Dear Reader,
One of the humbling discoveries of Step Ten is realizing that recovery is not simply about avoiding alcohol, addiction, or destructive behavior.
It is also about recognizing the quiet return of old ways of thinking.
Sometimes we review our day and discover we have again become critical, fearful, impatient, prideful, or trapped in discouragement over missed opportunities and repeated mistakes.
That can feel disheartening.
Yet perhaps the deeper truth is this:
the ability to see these patterns is itself evidence of spiritual growth.
Before recovery, many of us lived unconsciously inside these behaviors.
We justified them.
Defended them.
Or blamed others for them.
Now Step Ten gives us something different — awareness.
And awareness is not condemnation.
It is light.
The purpose of “cleaning house” is not to prove we are failures.
It is to prevent old resentments, fears, and selfish patterns from quietly rebuilding themselves inside us.
What strikes me most about your reflection is the honesty within it.
You are not hiding from the patterns.
You are observing them.
That is a very different life than before.
Recovery often progresses in this order:
First we act poorly and never notice.
Then we act poorly and blame others.
Then we act poorly and notice later.
Then we notice while doing it.
And eventually, by grace, we begin noticing before it fully takes hold.
That is spiritual progress.
The Apostle Paul described this human struggle honestly in Romans 7 when he wrote:
“For the good that I would I do not: but the evil which I would not, that I do.”

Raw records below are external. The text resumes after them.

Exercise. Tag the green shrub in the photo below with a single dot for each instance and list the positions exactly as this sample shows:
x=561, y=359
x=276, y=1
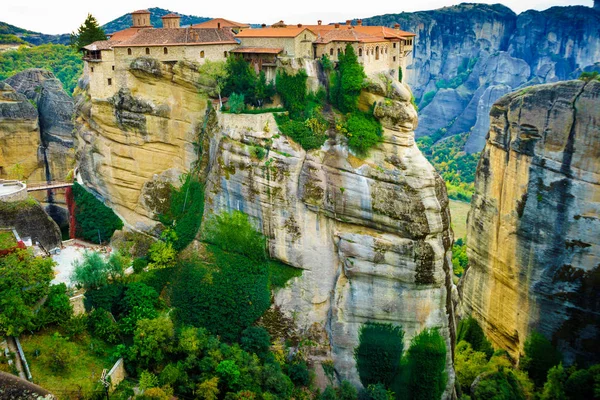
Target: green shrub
x=257, y=340
x=95, y=221
x=225, y=301
x=300, y=132
x=379, y=353
x=293, y=92
x=234, y=232
x=364, y=132
x=539, y=357
x=426, y=363
x=236, y=103
x=470, y=331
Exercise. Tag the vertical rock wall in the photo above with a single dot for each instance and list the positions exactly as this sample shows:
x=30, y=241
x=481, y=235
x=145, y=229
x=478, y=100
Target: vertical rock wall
x=534, y=225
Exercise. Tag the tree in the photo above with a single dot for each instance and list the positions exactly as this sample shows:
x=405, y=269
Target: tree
x=24, y=281
x=539, y=357
x=379, y=353
x=89, y=32
x=217, y=71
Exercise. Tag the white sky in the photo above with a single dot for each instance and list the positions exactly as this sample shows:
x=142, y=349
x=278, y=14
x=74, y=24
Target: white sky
x=63, y=16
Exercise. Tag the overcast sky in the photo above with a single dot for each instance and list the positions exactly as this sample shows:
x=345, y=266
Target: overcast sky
x=62, y=16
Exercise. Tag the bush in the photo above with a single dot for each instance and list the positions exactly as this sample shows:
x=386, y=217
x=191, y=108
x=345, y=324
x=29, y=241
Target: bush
x=234, y=232
x=379, y=353
x=257, y=340
x=300, y=132
x=225, y=301
x=236, y=103
x=539, y=357
x=470, y=331
x=95, y=221
x=426, y=363
x=364, y=131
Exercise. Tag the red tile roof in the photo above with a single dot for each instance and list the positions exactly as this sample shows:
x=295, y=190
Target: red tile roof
x=289, y=32
x=225, y=23
x=178, y=36
x=256, y=50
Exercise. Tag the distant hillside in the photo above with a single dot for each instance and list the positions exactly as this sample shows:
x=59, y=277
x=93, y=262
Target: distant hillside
x=124, y=21
x=10, y=34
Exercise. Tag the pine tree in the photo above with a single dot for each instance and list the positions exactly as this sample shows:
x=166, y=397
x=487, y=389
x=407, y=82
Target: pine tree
x=88, y=32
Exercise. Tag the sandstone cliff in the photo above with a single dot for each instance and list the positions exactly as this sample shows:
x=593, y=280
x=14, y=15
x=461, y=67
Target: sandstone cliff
x=19, y=134
x=467, y=55
x=534, y=226
x=372, y=236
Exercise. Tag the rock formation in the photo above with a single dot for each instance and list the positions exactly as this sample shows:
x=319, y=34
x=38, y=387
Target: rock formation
x=372, y=235
x=463, y=51
x=19, y=134
x=534, y=225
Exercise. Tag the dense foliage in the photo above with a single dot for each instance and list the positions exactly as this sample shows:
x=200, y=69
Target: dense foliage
x=63, y=61
x=454, y=165
x=379, y=353
x=24, y=281
x=95, y=221
x=87, y=33
x=225, y=300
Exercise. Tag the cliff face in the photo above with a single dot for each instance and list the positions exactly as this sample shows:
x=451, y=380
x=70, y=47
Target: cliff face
x=372, y=236
x=19, y=134
x=533, y=228
x=467, y=56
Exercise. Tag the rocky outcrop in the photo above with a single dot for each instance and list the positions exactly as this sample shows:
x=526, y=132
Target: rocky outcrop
x=130, y=145
x=372, y=235
x=55, y=110
x=462, y=51
x=534, y=226
x=19, y=135
x=30, y=220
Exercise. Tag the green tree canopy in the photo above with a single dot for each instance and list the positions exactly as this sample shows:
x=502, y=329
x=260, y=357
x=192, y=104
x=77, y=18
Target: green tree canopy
x=89, y=32
x=24, y=280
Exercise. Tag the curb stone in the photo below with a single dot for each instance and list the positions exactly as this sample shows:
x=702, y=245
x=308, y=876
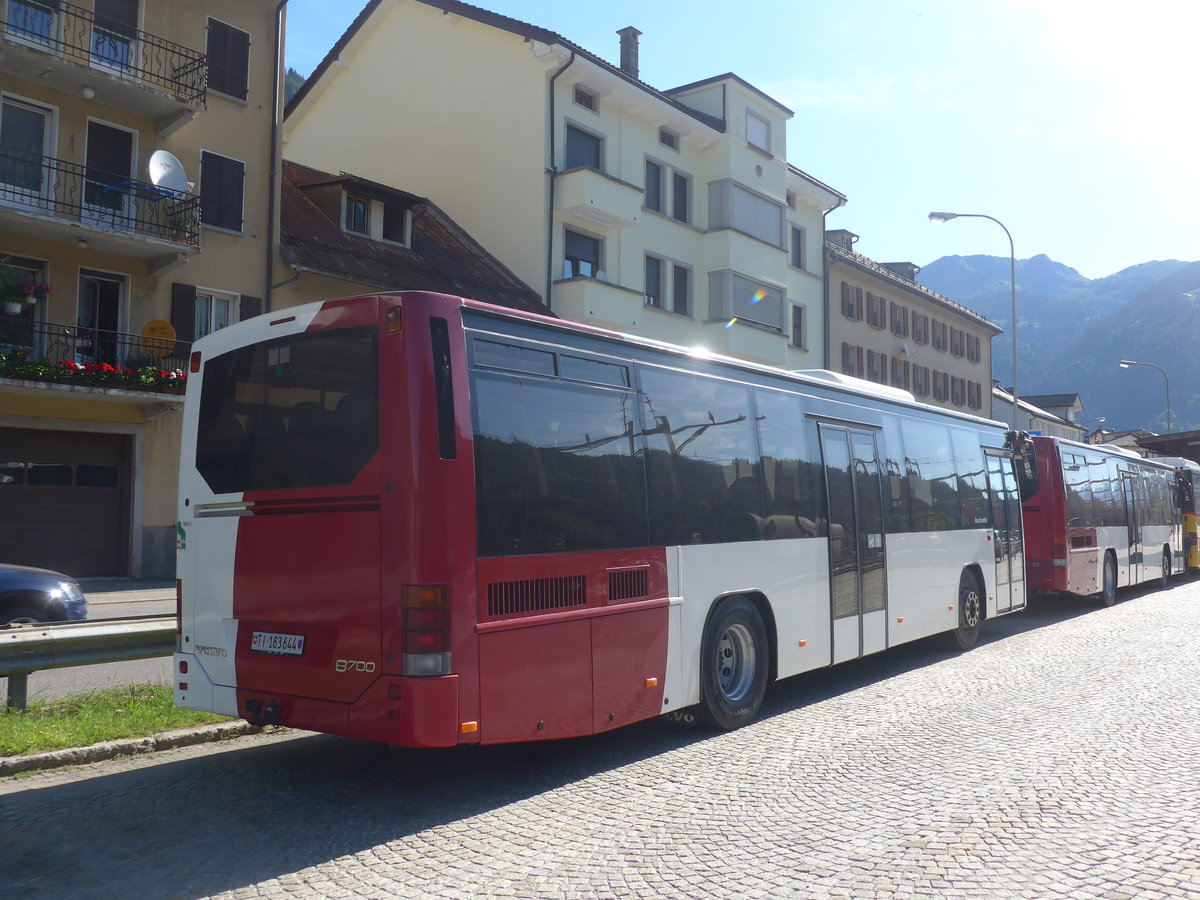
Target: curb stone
x=127, y=747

Even Paul recognized the tension between the higher self we desire and the older patterns still living within us.
Step Ten does not ask us to become perfect overnight.
It asks us to remain teachable.
To pause.
To reflect.
To admit when something old has resurfaced.
And then to continue forward rather than surrendering to shame.
In many ways, Step Ten is daily humility in action.
Not:
“I have failed again.”
But rather:
“I see more clearly today than I once did.”
And perhaps that clearer sight is one of the real miracles of recovery.